Literature DB >> 27529804

Sparse modeling of EELS and EDX spectral imaging data by nonnegative matrix factorization.

Motoki Shiga1, Kazuyoshi Tatsumi2, Shunsuke Muto2, Koji Tsuda3, Yuta Yamamoto4, Toshiyuki Mori5, Takayoshi Tanji6.   

Abstract

Advances in scanning transmission electron microscopy (STEM) techniques have enabled us to automatically obtain electron energy-loss (EELS)/energy-dispersive X-ray (EDX) spectral datasets from a specified region of interest (ROI) at an arbitrary step width, called spectral imaging (SI).
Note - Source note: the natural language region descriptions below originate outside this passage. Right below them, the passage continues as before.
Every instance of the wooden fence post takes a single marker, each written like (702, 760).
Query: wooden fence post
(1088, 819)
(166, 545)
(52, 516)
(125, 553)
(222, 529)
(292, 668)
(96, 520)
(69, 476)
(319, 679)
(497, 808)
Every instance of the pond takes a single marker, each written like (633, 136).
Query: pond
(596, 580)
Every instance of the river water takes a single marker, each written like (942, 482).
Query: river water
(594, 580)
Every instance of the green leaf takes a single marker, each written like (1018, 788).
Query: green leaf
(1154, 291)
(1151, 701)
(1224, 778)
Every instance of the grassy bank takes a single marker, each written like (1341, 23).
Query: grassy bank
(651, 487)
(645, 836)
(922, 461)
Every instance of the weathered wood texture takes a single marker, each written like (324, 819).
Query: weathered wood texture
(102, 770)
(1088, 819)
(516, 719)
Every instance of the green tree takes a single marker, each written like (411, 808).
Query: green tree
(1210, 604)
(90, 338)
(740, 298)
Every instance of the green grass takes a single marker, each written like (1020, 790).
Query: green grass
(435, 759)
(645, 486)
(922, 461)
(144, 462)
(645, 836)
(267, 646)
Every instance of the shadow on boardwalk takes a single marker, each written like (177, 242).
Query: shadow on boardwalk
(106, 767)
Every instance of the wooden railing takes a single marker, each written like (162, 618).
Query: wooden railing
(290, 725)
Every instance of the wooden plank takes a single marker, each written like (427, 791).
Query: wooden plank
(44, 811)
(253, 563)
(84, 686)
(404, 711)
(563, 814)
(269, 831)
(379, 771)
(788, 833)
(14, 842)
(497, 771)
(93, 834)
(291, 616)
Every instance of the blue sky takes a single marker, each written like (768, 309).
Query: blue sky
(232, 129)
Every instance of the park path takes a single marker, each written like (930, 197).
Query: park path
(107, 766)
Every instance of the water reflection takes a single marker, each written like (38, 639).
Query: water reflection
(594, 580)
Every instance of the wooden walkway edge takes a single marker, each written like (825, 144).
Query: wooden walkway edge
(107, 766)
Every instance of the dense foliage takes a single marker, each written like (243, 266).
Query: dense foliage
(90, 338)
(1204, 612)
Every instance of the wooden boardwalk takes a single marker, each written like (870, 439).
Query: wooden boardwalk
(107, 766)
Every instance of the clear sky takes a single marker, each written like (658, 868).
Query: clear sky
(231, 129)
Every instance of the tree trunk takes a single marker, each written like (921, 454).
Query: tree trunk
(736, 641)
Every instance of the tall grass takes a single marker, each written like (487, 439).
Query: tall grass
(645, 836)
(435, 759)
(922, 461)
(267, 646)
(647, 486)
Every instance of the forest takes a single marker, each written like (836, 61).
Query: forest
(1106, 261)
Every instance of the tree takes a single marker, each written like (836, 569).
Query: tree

Instead of manually identifying the potential constituent chemical components from the ROI and determining the chemical state of each spectral component from the SI data stored in a huge three-dimensional matrix, it is more effective and efficient to use a statistical approach for the automatic resolution and extraction of the underlying chemical components. Among many different statistical approaches, we adopt a non-negative matrix factorization (NMF) technique, mainly because of the natural assumption of non-negative values in the spectra and cardinalities of chemical components, which are always positive in actual data. This paper proposes a new NMF model with two penalty terms: (i) an automatic relevance determination (ARD) prior, which optimizes the number of components, and (ii) a soft orthogonal constraint, which clearly resolves each spectrum component. For the factorization, we further propose a fast optimization algorithm based on hierarchical alternating least-squares. Numerical experiments using both phantom and real STEM-EDX/EELS SI datasets demonstrate that the ARD prior successfully identifies the correct number of physically meaningful components. The soft orthogonal constraint is also shown to be effective, particularly for STEM-EELS SI data, where neither the spatial nor spectral entries in the matrices are sparse.
Copyright © 2016 Elsevier B.V. All rights reserved.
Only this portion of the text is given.